By Dan Rubinstein
In mid-May, the Ontario government announced than an independent commission will begin a comprehensive review of the province’s long-term care system this September.
At the time, more than 1,300 residents of Ontario long-term care (LTC) homes and five staff members had died because of COVID-19 — approximately two-thirds of all deaths in the province directly related to the pandemic.
“The system is absolutely broken,” Premier Doug Ford said during a press conference.
For Carleton Social Work Prof. Susan Braedley, who has been researching LTC for more than a decade, that declaration wasn’t news.
Through a series of regional, national and international projects with an array of collaborators, including Health Sciences Prof. Renate Ysseldyk and several Carleton students, Braedley has seen how to nurture healthy living and working conditions in seniors residences — and what happens when we don’t.
“It’s taken an incredible amount of death to bring appropriate attention — finally — to conditions in long-term care,” she says. “It’s frustrating that it took so much death for this to happen. But there’s a policy window now, an opening, for change. And people in the research community are lining up to help.”
Responding to the notion that Ontario is experiencing two parallel coronavirus outbreaks, one in the general community and one in LTC, Braedley says that these are not two distinct worlds.
The virus may have a more devastating impact on elderly people, but LTC employees live in the community, and the working and living conditions within the LTC system — the heart of Braedley’s research — have made it impossible to prevent transmission.

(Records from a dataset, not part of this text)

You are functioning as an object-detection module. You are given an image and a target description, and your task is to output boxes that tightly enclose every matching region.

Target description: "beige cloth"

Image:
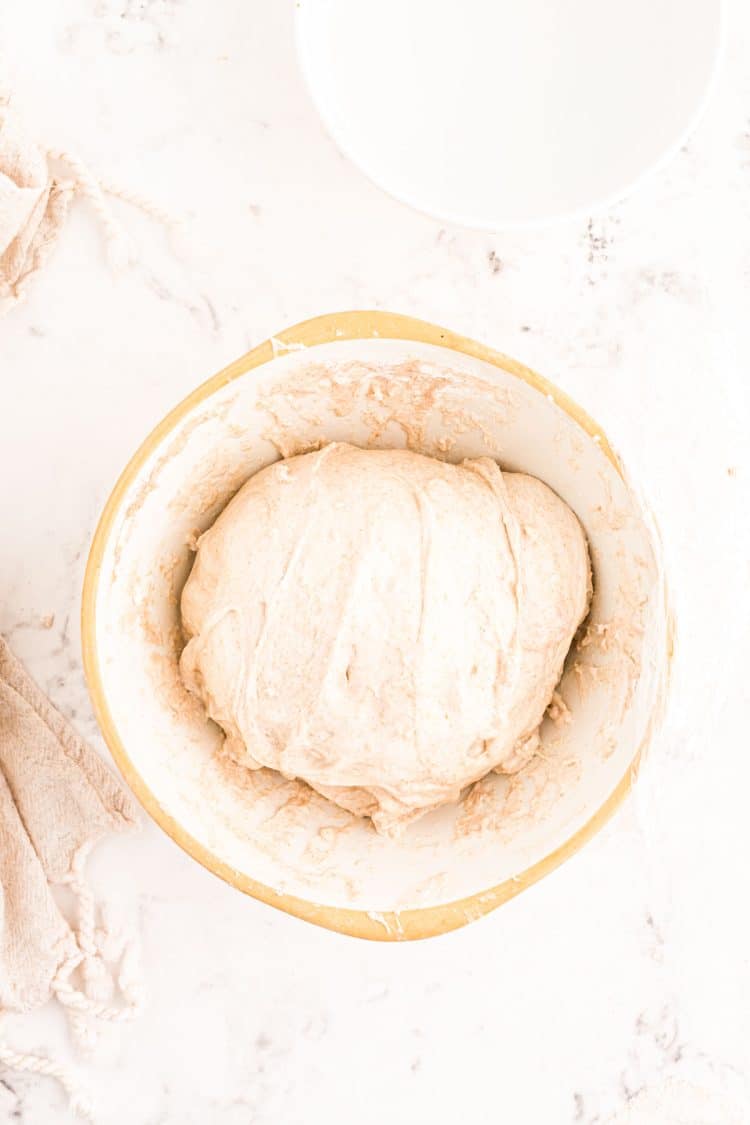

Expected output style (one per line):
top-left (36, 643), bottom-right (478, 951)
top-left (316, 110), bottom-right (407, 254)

top-left (0, 637), bottom-right (141, 1108)
top-left (0, 638), bottom-right (136, 1011)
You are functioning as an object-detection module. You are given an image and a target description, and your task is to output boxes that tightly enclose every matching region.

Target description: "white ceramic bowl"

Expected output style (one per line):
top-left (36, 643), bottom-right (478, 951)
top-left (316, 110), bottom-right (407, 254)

top-left (295, 0), bottom-right (723, 230)
top-left (82, 312), bottom-right (671, 938)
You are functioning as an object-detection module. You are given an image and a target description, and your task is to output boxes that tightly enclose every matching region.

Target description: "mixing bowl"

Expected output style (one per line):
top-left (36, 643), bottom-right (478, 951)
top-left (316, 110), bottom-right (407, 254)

top-left (82, 312), bottom-right (671, 939)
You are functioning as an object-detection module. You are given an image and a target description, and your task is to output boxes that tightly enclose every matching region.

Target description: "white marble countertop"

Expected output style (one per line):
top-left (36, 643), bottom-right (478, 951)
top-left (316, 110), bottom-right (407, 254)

top-left (0, 0), bottom-right (750, 1125)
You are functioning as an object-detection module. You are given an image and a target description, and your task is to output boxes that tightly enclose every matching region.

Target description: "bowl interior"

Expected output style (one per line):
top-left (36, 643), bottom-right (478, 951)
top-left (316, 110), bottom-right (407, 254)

top-left (84, 328), bottom-right (667, 928)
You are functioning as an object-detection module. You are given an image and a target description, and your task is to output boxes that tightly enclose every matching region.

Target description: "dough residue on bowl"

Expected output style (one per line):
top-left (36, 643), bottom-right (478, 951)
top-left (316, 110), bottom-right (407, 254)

top-left (180, 442), bottom-right (590, 834)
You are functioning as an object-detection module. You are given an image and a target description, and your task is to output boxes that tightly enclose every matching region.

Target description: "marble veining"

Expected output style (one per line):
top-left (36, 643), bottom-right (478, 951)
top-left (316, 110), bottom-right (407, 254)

top-left (0, 0), bottom-right (750, 1125)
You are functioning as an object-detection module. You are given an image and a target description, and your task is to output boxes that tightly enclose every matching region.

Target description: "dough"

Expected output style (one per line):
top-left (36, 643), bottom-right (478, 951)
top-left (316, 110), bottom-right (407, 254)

top-left (181, 443), bottom-right (590, 833)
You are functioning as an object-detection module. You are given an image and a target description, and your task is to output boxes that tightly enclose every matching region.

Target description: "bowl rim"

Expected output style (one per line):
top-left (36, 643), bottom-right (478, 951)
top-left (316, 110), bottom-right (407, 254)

top-left (81, 309), bottom-right (672, 941)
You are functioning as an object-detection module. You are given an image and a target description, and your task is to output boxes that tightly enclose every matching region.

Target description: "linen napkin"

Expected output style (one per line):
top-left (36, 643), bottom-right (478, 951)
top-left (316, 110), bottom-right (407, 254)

top-left (0, 637), bottom-right (142, 1116)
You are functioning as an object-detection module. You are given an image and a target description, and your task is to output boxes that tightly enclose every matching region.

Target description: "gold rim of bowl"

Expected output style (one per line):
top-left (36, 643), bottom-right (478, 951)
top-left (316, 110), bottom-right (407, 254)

top-left (81, 311), bottom-right (672, 941)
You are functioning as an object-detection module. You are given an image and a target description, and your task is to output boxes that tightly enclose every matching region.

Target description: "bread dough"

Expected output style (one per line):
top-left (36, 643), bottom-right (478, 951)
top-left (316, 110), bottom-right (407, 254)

top-left (181, 443), bottom-right (590, 833)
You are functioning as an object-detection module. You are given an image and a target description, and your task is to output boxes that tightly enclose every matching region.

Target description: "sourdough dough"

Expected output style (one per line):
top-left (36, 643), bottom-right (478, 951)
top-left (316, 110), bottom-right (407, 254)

top-left (181, 443), bottom-right (590, 833)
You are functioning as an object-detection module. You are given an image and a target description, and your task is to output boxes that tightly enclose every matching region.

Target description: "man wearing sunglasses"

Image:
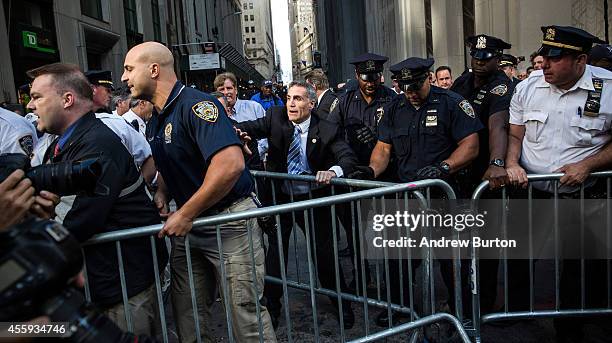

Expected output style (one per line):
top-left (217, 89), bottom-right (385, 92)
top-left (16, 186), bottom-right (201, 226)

top-left (356, 57), bottom-right (483, 327)
top-left (450, 35), bottom-right (514, 193)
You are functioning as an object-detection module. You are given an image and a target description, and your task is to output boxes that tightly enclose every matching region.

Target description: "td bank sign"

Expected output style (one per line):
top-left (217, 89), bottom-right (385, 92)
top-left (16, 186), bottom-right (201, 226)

top-left (21, 31), bottom-right (56, 54)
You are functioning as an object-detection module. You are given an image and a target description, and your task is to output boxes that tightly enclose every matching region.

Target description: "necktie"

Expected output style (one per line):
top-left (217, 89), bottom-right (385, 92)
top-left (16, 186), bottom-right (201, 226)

top-left (53, 142), bottom-right (59, 157)
top-left (287, 125), bottom-right (305, 175)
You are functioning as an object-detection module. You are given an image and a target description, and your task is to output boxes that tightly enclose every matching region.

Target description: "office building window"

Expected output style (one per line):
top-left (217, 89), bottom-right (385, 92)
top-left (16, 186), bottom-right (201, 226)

top-left (151, 0), bottom-right (161, 42)
top-left (123, 0), bottom-right (142, 49)
top-left (81, 0), bottom-right (103, 20)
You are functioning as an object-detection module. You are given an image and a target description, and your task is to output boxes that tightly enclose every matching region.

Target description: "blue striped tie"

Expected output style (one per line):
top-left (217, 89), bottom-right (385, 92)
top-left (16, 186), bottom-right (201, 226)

top-left (287, 125), bottom-right (304, 175)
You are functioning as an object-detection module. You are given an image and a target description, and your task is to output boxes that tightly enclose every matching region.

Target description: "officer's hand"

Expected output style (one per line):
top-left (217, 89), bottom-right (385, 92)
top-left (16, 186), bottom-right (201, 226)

top-left (315, 170), bottom-right (337, 185)
top-left (0, 169), bottom-right (35, 230)
top-left (506, 164), bottom-right (529, 188)
top-left (30, 191), bottom-right (60, 219)
top-left (355, 125), bottom-right (376, 144)
top-left (347, 166), bottom-right (374, 180)
top-left (555, 162), bottom-right (591, 186)
top-left (482, 165), bottom-right (509, 189)
top-left (157, 210), bottom-right (193, 238)
top-left (417, 165), bottom-right (448, 180)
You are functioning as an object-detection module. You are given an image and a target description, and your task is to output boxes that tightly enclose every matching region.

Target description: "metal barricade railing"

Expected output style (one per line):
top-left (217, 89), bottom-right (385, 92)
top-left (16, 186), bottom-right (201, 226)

top-left (471, 171), bottom-right (612, 342)
top-left (85, 174), bottom-right (468, 342)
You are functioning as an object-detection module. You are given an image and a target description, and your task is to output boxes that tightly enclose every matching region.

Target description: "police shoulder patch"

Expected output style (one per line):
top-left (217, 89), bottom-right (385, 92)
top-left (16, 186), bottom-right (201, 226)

top-left (459, 100), bottom-right (476, 118)
top-left (191, 101), bottom-right (219, 123)
top-left (491, 85), bottom-right (508, 96)
top-left (17, 135), bottom-right (34, 156)
top-left (329, 98), bottom-right (339, 113)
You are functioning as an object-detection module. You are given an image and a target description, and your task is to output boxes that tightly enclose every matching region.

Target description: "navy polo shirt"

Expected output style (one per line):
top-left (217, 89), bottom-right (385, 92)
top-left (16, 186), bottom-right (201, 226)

top-left (147, 81), bottom-right (253, 215)
top-left (378, 86), bottom-right (483, 182)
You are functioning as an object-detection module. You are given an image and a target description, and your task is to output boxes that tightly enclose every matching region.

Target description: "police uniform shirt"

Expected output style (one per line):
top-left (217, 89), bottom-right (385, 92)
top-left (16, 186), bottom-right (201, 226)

top-left (0, 107), bottom-right (38, 157)
top-left (450, 71), bottom-right (514, 172)
top-left (378, 86), bottom-right (483, 182)
top-left (510, 65), bottom-right (612, 192)
top-left (328, 85), bottom-right (397, 165)
top-left (147, 81), bottom-right (253, 213)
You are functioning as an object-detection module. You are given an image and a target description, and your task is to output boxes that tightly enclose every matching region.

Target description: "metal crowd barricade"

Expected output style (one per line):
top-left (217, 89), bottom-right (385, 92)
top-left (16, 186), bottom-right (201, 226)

top-left (85, 174), bottom-right (469, 342)
top-left (471, 171), bottom-right (612, 342)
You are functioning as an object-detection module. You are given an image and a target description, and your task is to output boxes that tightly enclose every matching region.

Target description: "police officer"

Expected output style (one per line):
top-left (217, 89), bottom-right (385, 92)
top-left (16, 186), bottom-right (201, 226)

top-left (0, 107), bottom-right (38, 157)
top-left (330, 53), bottom-right (396, 170)
top-left (357, 57), bottom-right (482, 326)
top-left (121, 42), bottom-right (276, 342)
top-left (506, 25), bottom-right (612, 342)
top-left (499, 54), bottom-right (521, 87)
top-left (450, 35), bottom-right (513, 191)
top-left (85, 70), bottom-right (115, 113)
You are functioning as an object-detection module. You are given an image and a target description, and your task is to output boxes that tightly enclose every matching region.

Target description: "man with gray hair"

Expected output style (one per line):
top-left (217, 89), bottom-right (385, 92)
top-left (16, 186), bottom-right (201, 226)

top-left (305, 69), bottom-right (338, 118)
top-left (236, 81), bottom-right (357, 328)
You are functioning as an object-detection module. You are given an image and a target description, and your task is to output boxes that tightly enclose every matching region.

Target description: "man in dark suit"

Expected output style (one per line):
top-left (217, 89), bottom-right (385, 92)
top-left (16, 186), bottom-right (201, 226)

top-left (305, 69), bottom-right (338, 119)
top-left (236, 82), bottom-right (357, 328)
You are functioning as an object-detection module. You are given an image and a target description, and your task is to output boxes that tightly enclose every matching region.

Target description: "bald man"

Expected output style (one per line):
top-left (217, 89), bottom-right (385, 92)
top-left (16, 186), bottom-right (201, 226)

top-left (121, 42), bottom-right (276, 342)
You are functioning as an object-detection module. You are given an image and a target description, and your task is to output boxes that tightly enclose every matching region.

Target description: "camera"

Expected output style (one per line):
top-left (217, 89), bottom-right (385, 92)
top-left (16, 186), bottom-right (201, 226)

top-left (0, 154), bottom-right (102, 196)
top-left (0, 219), bottom-right (158, 343)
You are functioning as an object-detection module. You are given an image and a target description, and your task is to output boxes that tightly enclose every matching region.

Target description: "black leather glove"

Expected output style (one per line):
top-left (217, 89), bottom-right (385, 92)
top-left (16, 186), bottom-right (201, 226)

top-left (355, 125), bottom-right (377, 144)
top-left (417, 164), bottom-right (449, 180)
top-left (257, 216), bottom-right (278, 237)
top-left (347, 166), bottom-right (374, 180)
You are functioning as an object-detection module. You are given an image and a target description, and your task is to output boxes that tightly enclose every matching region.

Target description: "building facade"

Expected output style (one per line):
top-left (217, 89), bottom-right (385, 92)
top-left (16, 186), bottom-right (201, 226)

top-left (314, 0), bottom-right (612, 85)
top-left (0, 0), bottom-right (263, 103)
top-left (287, 0), bottom-right (320, 79)
top-left (241, 0), bottom-right (276, 79)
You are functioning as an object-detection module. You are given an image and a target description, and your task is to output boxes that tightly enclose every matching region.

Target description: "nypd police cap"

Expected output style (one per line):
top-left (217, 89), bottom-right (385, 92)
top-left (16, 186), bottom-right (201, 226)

top-left (85, 70), bottom-right (115, 90)
top-left (538, 25), bottom-right (605, 57)
top-left (349, 53), bottom-right (389, 74)
top-left (389, 57), bottom-right (434, 83)
top-left (467, 35), bottom-right (512, 60)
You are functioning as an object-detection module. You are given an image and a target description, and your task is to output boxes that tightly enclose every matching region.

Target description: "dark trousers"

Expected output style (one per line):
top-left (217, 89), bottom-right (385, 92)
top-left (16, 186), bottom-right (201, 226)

top-left (264, 187), bottom-right (348, 311)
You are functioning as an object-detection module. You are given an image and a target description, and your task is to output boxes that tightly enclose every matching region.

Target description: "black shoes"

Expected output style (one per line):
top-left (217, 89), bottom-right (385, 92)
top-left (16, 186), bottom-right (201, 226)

top-left (376, 309), bottom-right (410, 327)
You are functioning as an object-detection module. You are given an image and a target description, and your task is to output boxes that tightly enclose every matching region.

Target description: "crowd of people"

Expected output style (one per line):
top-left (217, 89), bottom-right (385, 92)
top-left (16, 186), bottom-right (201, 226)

top-left (0, 22), bottom-right (612, 342)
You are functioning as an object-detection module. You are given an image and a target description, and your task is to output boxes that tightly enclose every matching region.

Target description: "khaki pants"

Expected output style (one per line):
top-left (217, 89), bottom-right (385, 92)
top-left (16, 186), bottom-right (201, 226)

top-left (170, 198), bottom-right (276, 342)
top-left (103, 285), bottom-right (161, 337)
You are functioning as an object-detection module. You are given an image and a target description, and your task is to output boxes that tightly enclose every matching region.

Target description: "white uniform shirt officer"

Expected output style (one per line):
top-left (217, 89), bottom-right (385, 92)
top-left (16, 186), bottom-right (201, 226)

top-left (510, 65), bottom-right (612, 193)
top-left (0, 108), bottom-right (38, 157)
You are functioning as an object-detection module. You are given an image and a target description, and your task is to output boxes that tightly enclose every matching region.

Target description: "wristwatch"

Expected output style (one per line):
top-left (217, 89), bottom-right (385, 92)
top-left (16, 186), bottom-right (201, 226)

top-left (489, 158), bottom-right (506, 168)
top-left (440, 161), bottom-right (450, 174)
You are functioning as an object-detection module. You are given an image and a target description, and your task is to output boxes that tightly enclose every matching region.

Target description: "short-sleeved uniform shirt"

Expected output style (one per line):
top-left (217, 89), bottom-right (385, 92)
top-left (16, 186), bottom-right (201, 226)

top-left (329, 85), bottom-right (396, 165)
top-left (0, 108), bottom-right (38, 157)
top-left (378, 86), bottom-right (483, 182)
top-left (510, 65), bottom-right (612, 193)
top-left (450, 71), bottom-right (514, 176)
top-left (147, 81), bottom-right (253, 215)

“They’re not separate pandemics,” she says. “They’re connected by workers.”
Elder Care Plummets Amid Privatization
The quality of elder care in the province started declining dramatically in the late 1990s, according to Braedley, amid the privatization drive of former premier Mike Harris. The system tilted not only toward private for-profit LTC facilities, but also residences owned by corporate chains.
Bed supply became limited at the same time as a rapidly aging population increased demand, leading to long wait lists, with admission reserved for those who most needed care. Meanwhile, the provincial government removed legislated requirements to provide guaranteed hours of care for each resident. The result has been greater resident needs with no corresponding increase in staff hours or resources.
Moreover, even public non-profit facilities ramped up outsourcing of services to private companies that could “thermalize” food that had been cooked and frozen offsite or clean clothing and bedding more cheaply than unionized staff. (Laundry, in particular, can lead to cross-contamination and disease transmission if not done safely, yet saving money trumped quality of care for many LTC operators).
Cumulatively, these changes led to the perfect storm that the pandemic exposed, says Braedley, who focused on children and mental health as a social worker for 17 years before deciding to go back to graduate school in 2003.
She earned her PhD at Toronto’s York University, with postdoctoral work supervised by Sociology Prof. Pat Armstrong, a double Carleton grad and one of Canada’s leading LTC researchers.
Braedley has collaborated with Armstrong on a number of projects since then, including the Social Sciences and Humanities Research Council of Canada (SSHRC) partnership “Re-imagining Long-Term Residential Care: International Promising Practices,” from 2010 to 2018, and “Changes Places: Unpaid Work in Residential Spaces,” a 2016 to 2020 study funded by a SSHRC Insight Grant that looked at the unpaid labour of workers, family members and volunteers in LTC in four countries, with eastern and central Ontario among the Canadian locations.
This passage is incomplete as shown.